We present detailed studies of a z = 2.12 submillimeter galaxy,
ALESS67.1, using sub-arcsecond resolution ALMA, adaptive optics-aided
VLT/SINFONI, and Hubble Space Telescope (HST)/CANDELS data to
investigate the kinematics and spatial distributions of dust emission
(870 μm continuum), 12CO(J = 3-2), strong optical
emission lines, and visible stars. Dynamical modeling of the optical
emission lines suggests that ALESS67.1 is not a pure rotating disk but a
merger, consistent with the apparent tidal features revealed in the HST
imaging. Our sub-arcsecond resolution data set allows us to measure
half-light radii for all the tracers, and we find a factor of 4-6
smaller sizes in dust continuum compared to all the other tracers,
including 12CO; also, ultraviolet (UV) and Hα emission
are significantly offset from the dust continuum.
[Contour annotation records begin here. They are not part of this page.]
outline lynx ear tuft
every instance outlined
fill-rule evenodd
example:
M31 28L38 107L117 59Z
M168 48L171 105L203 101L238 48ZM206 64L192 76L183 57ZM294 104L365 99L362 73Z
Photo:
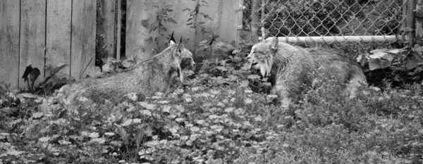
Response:
M273 51L276 51L278 50L278 42L279 42L279 39L278 39L278 37L274 37L271 42L270 42L270 49L271 49Z
M171 34L171 37L169 38L169 41L168 42L168 44L169 46L170 45L176 44L176 42L175 41L175 38L173 38L173 32L172 32L172 34Z

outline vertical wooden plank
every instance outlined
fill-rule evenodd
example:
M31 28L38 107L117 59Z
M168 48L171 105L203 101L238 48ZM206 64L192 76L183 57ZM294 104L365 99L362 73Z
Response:
M41 75L35 81L36 86L44 77L46 0L22 0L20 8L19 76L23 75L29 65L39 69ZM19 80L19 85L27 89L22 78Z
M72 4L68 0L47 0L46 66L70 64L70 13ZM59 72L70 75L68 65ZM46 70L46 76L50 75Z
M19 84L20 1L0 0L0 82Z
M77 79L94 67L96 8L95 0L73 1L70 76Z
M99 15L97 23L97 52L102 53L101 58L112 57L116 58L115 49L115 9L116 7L116 1L111 0L97 0Z

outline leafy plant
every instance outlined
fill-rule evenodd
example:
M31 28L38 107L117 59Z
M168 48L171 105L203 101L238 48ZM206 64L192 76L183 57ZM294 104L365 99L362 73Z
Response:
M392 84L401 87L404 84L420 82L423 68L423 49L416 45L407 49L382 49L360 55L357 60L364 67L364 71L372 84Z
M204 34L209 33L205 28L205 27L204 27L202 25L204 25L205 23L205 22L203 21L200 21L198 19L198 16L203 16L204 19L206 20L213 20L213 19L207 14L205 14L202 12L200 12L200 9L201 7L203 6L209 6L209 4L205 1L205 0L191 0L192 1L195 1L195 6L194 6L194 8L186 8L183 10L182 10L182 11L188 11L188 20L187 20L187 22L188 23L187 23L187 26L189 26L191 28L194 29L195 31L195 39L194 39L194 43L197 43L197 38L198 36L198 29L201 28L200 32L202 32L202 34L204 36ZM216 36L214 35L214 34L211 34L211 37L210 37L210 42L211 43L212 43L214 42L214 39L216 39ZM211 44L210 44L211 45ZM194 46L194 52L197 52L197 47ZM194 54L194 58L195 58L195 54Z

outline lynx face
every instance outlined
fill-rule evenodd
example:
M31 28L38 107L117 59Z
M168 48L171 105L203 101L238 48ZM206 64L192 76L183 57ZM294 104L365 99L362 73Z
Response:
M269 46L258 44L252 46L251 52L247 56L250 67L260 70L263 77L270 76L270 71L274 63L274 55Z
M180 82L183 82L184 75L183 70L186 68L189 68L190 69L194 68L195 63L192 59L192 53L190 50L185 49L182 43L176 44L173 39L169 42L169 47L170 46L176 46L175 49L172 51L173 65L176 65L177 75L179 76ZM176 75L173 75L172 76Z

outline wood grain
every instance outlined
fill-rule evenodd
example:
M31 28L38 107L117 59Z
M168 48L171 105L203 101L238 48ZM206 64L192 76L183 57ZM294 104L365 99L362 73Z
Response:
M0 82L19 84L20 1L0 0Z

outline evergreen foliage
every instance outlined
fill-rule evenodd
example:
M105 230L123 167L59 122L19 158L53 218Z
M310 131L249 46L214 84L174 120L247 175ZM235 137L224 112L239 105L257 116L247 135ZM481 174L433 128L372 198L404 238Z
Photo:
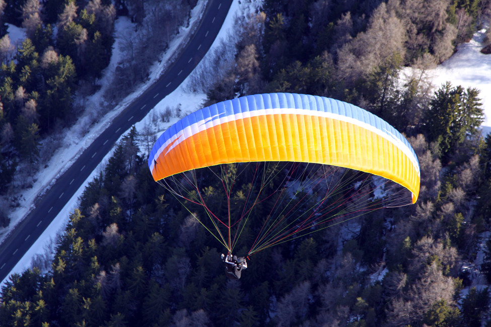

The spatial mismatch
between the UV continuum and the cold dust and gas reservoir supports
the explanation that geometrical effects are responsible for the offset
of the dusty galaxy on the IRX-β diagram. Using a dynamical
method we derive an {α }CO}=1.8+/- 1.0, consistent with
other submillimeter galaxies (SMGs) that also have resolved CO and dust
measurements. Assuming a single {α }CO} value we also
derive resolved gas and star formation rate surface densities, and find
that the core region of the galaxy (≲ 5 kpc) follows the trend of
mergers on the Schmidt-Kennicutt relationship, whereas the
outskirts (≳ 5 kpc) lie on the locus of normal star-forming
galaxies, suggesting different star formation efficiencies within one
galaxy. Our results caution against using single size or morphology for
different tracers of the star formation activity and gas content of
galaxies, and therefore argue the need to use spatially resolved,
multi-wavelength observations to interpret the properties of SMGs, and
perhaps even for z> 1 galaxies in general.